No. Pursuit of the so-called "two-state solution" has been the recipe for endless war and perpetuated same, since the "Palestinians" want all of the Levant and no Jewish state in their midst.
That is a recipe for endless war
Then what I proposed is the only tenable means to achieve it.
Our goal should be a Middle East where our Israeli allies can have a measure of relative peace and security
That’s all nice for academic philosophical discussions, but were taking about what is the best shot America has today with the realistic opitons available.
We need positive input, as sour grapes produce nothing.
There’s NOBODY, on or off the current slate that meets ALL of my criteria.
It’s important to determine the best we can do under the circumstances and taking our collective ball home is NOT the “BEST” we can do!
Yes, Jordan has plenty of room to take its Jordian-Palestinians but they don’t want a bunch of terrorists who with Obama’s help have been overthrowing any regime that is not radical Muslim. Jordan may be next to be overthrown and they don’t want that any more than the Saudis want to be overthrown. Who does? Ah, but Israel is fair game? Unfair. But who’s going to cry foul? Individuals. Because no country stands by her anymore.
Yes, regardless of what anyone thinks of Newt, he did the right thing and boldly said it for the world to pick apart. Unfortunately he appears to be a bit shakey on his words and appears to want to backtrack a bit.
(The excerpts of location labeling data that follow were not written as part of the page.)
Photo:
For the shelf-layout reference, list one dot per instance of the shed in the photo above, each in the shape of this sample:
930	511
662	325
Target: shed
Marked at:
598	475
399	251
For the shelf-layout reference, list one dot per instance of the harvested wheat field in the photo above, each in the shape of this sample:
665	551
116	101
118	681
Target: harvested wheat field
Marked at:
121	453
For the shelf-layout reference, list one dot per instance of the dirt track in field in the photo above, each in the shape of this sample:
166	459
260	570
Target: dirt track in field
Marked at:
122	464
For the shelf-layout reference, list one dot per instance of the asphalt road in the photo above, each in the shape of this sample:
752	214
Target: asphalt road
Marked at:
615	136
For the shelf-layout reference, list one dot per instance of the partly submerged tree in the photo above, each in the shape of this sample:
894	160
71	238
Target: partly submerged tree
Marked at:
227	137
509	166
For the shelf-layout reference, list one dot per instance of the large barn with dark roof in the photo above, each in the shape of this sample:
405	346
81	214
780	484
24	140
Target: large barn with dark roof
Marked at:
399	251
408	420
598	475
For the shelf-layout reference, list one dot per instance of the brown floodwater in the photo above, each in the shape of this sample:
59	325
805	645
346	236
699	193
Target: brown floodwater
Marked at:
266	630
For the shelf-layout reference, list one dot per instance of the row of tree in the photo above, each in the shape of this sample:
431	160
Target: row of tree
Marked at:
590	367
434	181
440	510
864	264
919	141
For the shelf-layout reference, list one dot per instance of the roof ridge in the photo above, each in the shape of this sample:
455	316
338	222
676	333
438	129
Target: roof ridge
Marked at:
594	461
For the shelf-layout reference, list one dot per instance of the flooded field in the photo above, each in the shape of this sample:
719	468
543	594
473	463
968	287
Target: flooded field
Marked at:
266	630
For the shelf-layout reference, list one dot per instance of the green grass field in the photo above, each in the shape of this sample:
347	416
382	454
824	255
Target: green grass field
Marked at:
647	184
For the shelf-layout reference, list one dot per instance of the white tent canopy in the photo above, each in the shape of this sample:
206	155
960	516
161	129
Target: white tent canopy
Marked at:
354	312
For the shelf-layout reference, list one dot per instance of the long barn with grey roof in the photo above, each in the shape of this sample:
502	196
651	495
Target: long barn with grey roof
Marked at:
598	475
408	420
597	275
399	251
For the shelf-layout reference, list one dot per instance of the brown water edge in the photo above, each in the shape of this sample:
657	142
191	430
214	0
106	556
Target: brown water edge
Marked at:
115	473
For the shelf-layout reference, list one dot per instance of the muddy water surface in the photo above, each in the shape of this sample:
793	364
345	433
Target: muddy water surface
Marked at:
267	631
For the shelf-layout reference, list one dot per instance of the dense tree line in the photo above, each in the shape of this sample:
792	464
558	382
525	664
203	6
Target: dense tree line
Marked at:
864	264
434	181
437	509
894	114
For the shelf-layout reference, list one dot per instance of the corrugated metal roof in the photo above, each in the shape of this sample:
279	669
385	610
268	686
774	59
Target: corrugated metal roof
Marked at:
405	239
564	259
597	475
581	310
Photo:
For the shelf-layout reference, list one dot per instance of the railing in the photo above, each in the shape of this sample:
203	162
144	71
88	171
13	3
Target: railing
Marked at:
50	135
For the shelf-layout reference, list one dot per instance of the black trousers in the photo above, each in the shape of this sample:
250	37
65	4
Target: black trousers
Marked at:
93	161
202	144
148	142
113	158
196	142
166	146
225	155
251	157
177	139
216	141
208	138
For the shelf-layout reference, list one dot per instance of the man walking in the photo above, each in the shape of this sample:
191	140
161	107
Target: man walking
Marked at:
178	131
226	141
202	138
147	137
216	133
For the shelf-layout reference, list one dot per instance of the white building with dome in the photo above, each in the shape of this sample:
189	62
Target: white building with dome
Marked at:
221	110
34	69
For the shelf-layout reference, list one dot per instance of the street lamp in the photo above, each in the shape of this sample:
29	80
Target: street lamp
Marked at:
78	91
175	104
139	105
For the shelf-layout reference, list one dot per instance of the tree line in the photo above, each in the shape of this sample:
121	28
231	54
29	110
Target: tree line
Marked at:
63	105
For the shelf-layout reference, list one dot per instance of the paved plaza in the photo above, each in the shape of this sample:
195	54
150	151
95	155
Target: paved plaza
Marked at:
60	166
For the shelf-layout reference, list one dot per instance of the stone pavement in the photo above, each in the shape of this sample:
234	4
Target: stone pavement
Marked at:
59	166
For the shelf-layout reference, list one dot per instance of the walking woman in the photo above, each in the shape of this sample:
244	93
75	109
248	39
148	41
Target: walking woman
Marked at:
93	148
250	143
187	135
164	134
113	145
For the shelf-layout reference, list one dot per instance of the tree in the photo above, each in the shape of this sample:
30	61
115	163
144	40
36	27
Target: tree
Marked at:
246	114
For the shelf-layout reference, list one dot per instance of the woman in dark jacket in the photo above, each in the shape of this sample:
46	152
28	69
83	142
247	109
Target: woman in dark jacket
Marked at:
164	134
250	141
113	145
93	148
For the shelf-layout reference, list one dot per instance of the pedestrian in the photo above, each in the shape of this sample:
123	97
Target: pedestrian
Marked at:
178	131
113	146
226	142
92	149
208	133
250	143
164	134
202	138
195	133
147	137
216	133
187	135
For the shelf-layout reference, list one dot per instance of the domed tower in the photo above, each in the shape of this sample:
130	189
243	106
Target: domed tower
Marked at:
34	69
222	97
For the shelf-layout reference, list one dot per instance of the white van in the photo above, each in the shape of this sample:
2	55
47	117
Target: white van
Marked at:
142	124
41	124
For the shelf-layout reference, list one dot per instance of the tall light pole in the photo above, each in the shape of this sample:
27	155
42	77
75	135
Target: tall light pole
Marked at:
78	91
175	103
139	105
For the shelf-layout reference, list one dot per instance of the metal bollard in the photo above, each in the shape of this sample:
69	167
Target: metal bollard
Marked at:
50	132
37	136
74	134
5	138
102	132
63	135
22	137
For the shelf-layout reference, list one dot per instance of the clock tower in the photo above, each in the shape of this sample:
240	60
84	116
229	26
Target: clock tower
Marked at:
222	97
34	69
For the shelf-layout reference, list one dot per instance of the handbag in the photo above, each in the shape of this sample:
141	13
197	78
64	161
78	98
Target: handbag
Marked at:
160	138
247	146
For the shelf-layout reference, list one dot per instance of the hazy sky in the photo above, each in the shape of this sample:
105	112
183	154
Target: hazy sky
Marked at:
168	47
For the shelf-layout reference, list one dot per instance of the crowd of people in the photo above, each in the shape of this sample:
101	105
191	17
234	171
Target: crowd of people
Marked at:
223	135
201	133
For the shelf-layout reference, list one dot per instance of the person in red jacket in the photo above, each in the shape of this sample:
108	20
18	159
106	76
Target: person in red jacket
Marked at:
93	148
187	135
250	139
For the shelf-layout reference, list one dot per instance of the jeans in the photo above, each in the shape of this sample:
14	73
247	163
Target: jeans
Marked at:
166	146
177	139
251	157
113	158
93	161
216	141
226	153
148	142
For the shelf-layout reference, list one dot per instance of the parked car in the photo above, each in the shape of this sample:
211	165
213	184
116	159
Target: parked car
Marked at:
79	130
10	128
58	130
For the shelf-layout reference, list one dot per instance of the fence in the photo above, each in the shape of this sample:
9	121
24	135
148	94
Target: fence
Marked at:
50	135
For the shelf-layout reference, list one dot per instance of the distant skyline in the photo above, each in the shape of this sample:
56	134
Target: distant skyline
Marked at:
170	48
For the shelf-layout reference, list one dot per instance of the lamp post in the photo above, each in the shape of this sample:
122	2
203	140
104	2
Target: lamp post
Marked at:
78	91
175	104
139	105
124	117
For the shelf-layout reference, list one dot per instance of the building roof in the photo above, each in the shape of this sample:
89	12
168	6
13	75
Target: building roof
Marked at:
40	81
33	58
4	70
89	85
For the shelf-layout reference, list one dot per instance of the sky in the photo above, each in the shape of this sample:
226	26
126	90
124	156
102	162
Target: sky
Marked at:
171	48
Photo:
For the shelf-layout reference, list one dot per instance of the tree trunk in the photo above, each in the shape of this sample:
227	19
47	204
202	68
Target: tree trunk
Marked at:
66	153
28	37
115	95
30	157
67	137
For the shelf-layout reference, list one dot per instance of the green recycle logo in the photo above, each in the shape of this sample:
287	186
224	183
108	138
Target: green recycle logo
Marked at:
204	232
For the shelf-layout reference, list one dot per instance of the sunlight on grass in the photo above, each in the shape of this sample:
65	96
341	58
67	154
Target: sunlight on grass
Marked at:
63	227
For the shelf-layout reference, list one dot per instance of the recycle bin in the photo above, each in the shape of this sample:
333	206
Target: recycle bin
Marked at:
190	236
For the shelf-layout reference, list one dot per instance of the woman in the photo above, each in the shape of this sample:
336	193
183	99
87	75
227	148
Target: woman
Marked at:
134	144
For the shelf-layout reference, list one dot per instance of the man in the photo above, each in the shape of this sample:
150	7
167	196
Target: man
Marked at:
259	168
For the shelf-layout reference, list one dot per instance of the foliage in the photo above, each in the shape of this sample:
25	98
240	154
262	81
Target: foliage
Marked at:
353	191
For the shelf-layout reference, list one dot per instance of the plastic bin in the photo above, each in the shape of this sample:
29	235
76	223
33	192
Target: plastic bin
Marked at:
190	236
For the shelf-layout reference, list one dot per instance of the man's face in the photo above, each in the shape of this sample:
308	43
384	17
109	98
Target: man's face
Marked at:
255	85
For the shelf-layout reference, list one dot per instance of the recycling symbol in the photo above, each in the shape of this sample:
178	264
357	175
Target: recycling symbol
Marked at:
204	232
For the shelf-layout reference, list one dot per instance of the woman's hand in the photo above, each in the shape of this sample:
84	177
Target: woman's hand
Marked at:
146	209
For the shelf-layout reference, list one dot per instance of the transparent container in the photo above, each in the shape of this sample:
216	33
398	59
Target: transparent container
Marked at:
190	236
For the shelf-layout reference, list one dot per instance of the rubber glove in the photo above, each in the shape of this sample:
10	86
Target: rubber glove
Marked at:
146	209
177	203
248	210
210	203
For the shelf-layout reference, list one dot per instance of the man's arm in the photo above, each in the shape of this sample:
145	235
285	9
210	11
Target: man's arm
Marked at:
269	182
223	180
Glad Michele Bachmann is staunchly pro-Israel and in agreement with Newt that the Palestinians are a fabricated people with no more right to Israel than Rush Limbaugh has to Russia just because the first syllable of Russia is Rush!
Yup, but you and I both know that "I'm holding out for the perfect conservative" or "I'll write in Ron Paul/Rick Perry/Richard Nixon, etc." or "I can't stand the terrible RINO ____" will be exactly the same as pulling the lever for Obie.
Don't give me that "I'm standing for principals" garbage - four more years of that Leftist twerp will all but guarantee the complete destruction of all that we stand for. Quit wasting our time.
He is a History Prof.
And the answer is NO!!!!!!!!!
"The Palestinian people does not exist. The creation of a Palestinian state is only a means for continuing our struggle against the state of Israel for our Arab unity. In reality today there is no difference between Jordanians, Palestinians, Syrians and Lebanese. Only for political and tactical reasons do we speak today about the existence of a Palestinian people, since Arab national interests demand that we posit the existence of a distinct 'Palestinian people' to oppose Zionism.
"For tactical reasons, Jordan, which is a sovereign state with defined borders, cannot raise claims to Haifa and Jaffa. While as a Palestinian, I can undoubtedly demand Haifa, Jaffa, Beer-Sheva and Jerusalem. However, the moment we reclaim our right to all of Palestine, we will not wait even a minute to unite Palestine and Jordan."
(PLO executive committee member Zahir Muhsein, in a 1977 interview with the Dutch newspaper Trouw.)
To underscore that, Arafat, the so-called Palestinian leader, was an Egyptian.